De acordo com a voluntária, os números de casos da doença não estão tão generalizados como em julho deste ano, época em que a quantidade de contaminados era alta, mas ainda há preocupação de que os registros da infecção voltem a aumentar.
“O bebê foi liberado da internação sem ter a escabiose controlada e, agora, a mãe está procurando interná-lo, por meio do atendimento público, em Praia Grande. Eu acho que com relação aos casos de sarna, a Secretaria da Saúde começou a acompanhar novamente, então ficamos um pouco menos preocupados. E que no mais, é preciso que o profissional da saúde trate a doença como tal, ou seja, consiga identificá-la e proponha o tratamento adequado caso a identifique no paciente”, destaca.
Escabiose
A dermatologista Helena Engelbrecht Zantut já havia explicado ao g1 que o agente causador da escabiose é o ácaro Sarcoptes scabiei, só transmitido entre humanos. As consequências são coceiras na pele, com horários de piora. “Geralmente [a piora acontece] à noite, quando o sarcoptes sai para depositar ovos na pele”, diz.
Nas feridas, também há o risco de infecções secundárias, causadas por bactérias. A escabiose é causada pelo contato direto da pele de uma pessoa para outra. “Em ambientes com muitas pessoas, é mais fácil de passa para outro.
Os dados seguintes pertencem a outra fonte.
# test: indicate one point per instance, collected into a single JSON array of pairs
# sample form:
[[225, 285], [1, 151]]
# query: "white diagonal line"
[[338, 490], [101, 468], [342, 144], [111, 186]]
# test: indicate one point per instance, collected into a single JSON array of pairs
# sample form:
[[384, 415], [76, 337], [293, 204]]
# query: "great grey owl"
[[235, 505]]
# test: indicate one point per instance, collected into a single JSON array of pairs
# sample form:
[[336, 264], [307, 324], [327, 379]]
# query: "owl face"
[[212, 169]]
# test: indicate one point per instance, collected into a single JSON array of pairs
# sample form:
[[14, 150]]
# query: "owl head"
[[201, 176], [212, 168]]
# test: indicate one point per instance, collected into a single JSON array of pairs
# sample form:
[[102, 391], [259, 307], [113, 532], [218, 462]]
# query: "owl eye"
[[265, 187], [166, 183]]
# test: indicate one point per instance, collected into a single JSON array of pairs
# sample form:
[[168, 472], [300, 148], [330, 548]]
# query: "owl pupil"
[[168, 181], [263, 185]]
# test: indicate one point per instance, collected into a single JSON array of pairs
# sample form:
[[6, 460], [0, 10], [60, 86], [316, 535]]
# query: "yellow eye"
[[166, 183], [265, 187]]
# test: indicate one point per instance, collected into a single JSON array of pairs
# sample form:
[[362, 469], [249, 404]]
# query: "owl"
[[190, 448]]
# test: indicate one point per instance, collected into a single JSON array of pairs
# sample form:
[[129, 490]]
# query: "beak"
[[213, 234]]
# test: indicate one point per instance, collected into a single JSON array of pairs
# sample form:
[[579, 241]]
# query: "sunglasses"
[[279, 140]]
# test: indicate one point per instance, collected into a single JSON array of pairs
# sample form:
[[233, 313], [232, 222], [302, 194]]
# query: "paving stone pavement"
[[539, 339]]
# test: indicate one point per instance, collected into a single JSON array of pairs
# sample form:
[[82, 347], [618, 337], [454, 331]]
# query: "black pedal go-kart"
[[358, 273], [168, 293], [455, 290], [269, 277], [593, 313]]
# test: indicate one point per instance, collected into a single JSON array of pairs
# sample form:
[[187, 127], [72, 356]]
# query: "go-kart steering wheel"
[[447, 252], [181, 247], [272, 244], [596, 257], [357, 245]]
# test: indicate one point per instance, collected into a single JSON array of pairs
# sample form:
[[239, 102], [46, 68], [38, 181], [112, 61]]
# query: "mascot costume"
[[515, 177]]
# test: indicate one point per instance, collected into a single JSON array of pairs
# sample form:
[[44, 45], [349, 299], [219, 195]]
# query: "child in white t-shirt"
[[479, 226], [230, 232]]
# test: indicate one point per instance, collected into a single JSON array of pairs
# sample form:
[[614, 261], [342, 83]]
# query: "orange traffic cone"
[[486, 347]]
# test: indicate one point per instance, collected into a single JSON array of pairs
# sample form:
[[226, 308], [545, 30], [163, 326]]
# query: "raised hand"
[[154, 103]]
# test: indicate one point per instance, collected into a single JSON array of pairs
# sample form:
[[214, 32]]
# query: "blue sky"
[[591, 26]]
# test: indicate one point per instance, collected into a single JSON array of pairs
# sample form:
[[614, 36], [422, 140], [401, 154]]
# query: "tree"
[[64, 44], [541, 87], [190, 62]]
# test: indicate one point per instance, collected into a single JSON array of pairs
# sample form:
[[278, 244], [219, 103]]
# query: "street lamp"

Também é assim em casas de repouso e cadeias”, explica.
A sarna pode ser tratada com o antifúngico ivermectina. “Mas todos que moram na mesma casa têm que tomar a medicação juntos, no mesmo dia”, diz. “Eu acho que estamos nesse surto de sarna desde o começo do ano. Todos os dias atendo três ou quatro casos de escabiose”, contou anteriormente.
Prefeitura
Em nota, a Prefeitura de Praia Grande alega que não houve negativa de atendimento à criança. Afirma que ela passou em consulta na unidade de saúde no dia 10 de novembro, foi avaliada e medicada conforme indicação médica.
Segundo a administração, foi solicitado ainda um retorno no dia 16, porém, a mãe não compareceu com a criança. Foi realizada busca ativa da criança e reagendada a consulta para o dia 17 e nova falta foi registrada. A equipe afirma estar em nova busca no território para localizar a criança.
A prefeitura afirma ainda que atende a 100% de todo o território do município por meio de suas 30 Unidades de Saúde da Família (Usafas) e das 109 equipes de saúde da família. Todas as equipes estão orientadas a, caso surjam casos de escabiose, tratar de forma mais precoce possível.
A cidade possui o Programa Consultório na Rua, onde os atendimentos são feitos em um veículo, tipo van, equipado com sala reservada e local para vacinas e exames. Essa equipe, segundo a municipalidade, tem ido frequentemente nos territórios de maior vulnerabilidade fazendo ações preventivas junto às comunidades.
“Casos pontuais serão tratados e acompanhados pelas equipes e, caso haja o aparecimento de novos casos, ações integradas serão implementadas nas localidades, como já feito anteriormente por meio do Consultório na Rua, Saúde Ambiental e Rede de Atenção Básica”, diz a administração municipal, por meio de nota.